Hey, you know who we haven’t talked about for a long time? HighBridge Audio! Here is the Fall 2011 HighBridge Audio catalogue |PDF|
There’s plenty of cool stuff in there and on their website. And while I’m very dubious of the enhanced audio track featured in the preview clip |MP3| of their upcoming audiobook of J.R.R. Tolkien’s The Hobbit, I have very high hopes for Highbridge Audio’s production of this gem (it’s slated for release at the end of November):
Dancing Aztecs
By Donald E. Westlake; Read by Brian Holsopple
MP3 Download – Approx. 12 Hours [UNABRIDGED]
Publisher: Highbridge Audio
Published: November 29, 2011
Specialist in the scam, the con, and the rip-off, Jerry Manelli is running around New York hot on the trail of a priest—a thousand-year-old, two-foot-tall, ugly, misshapen, dancing Aztec priest made of solid gold, with eyes of pure emeralds, worth a million dollars.

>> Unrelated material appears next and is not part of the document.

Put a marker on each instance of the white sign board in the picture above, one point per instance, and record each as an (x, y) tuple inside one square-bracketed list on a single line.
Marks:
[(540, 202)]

Somebody stole it from its museum home in South America and smuggled it through U.S. Customs in a shipment of plastic imitations. But the wrong one got delivered, and the million dollar statue, mixed with the fifteen copies, is somewhere in New York. Jerry Manelli is searching for it, as are Wall Street financiers, New Jersey union thugs, Manhattan aristocrats, college professors and PR men, liberated women and unliberated wives, tough guys and conmen, and sharpshooters of every kind. From Harlem to Greenwich Village, from Long Island to Connecticut, the motley group races in and around New York in this comic adventure of the 1970s.
[Thanks Trent!]
Posted by Jesse Willis
That’s an old Hobbit full cast production. I think it’s the NPR Hobbit, or anyway something from American radio. Mind’s Eye did it, if Wikipedia is to be believed and my identification is correct. (I think it aired on BBC Radio 4 in 1979 as part of the post-Star Wars fantasy/sf boom — not to be confused with the 1968 all-BBC adaptation, which used medieval instruments.)
Anyway… I like all the Hobbit full cast adaptations pretty well (it’s very actor-friendly, as I think Jackson has discovered), but some UK folks really were disconcerted by the American accent of the narrator, and the various UK-and-otherwise accents of the various characters. It’s somewhat influenced by the Rankin-Bass voicings, I think.
If you want unabridged audio, Mr. Inglis is still the only one I know of, unless you go to various private persons who periodically post their versions on the Internet. (Because of course it’s primarily a book for parents to read to their kids, and parents periodically rediscover this.)
Indeed, that may be the best audiobook of all time, my dad reading a chapter from The Hobbit to my sister and me each night. Pure gold!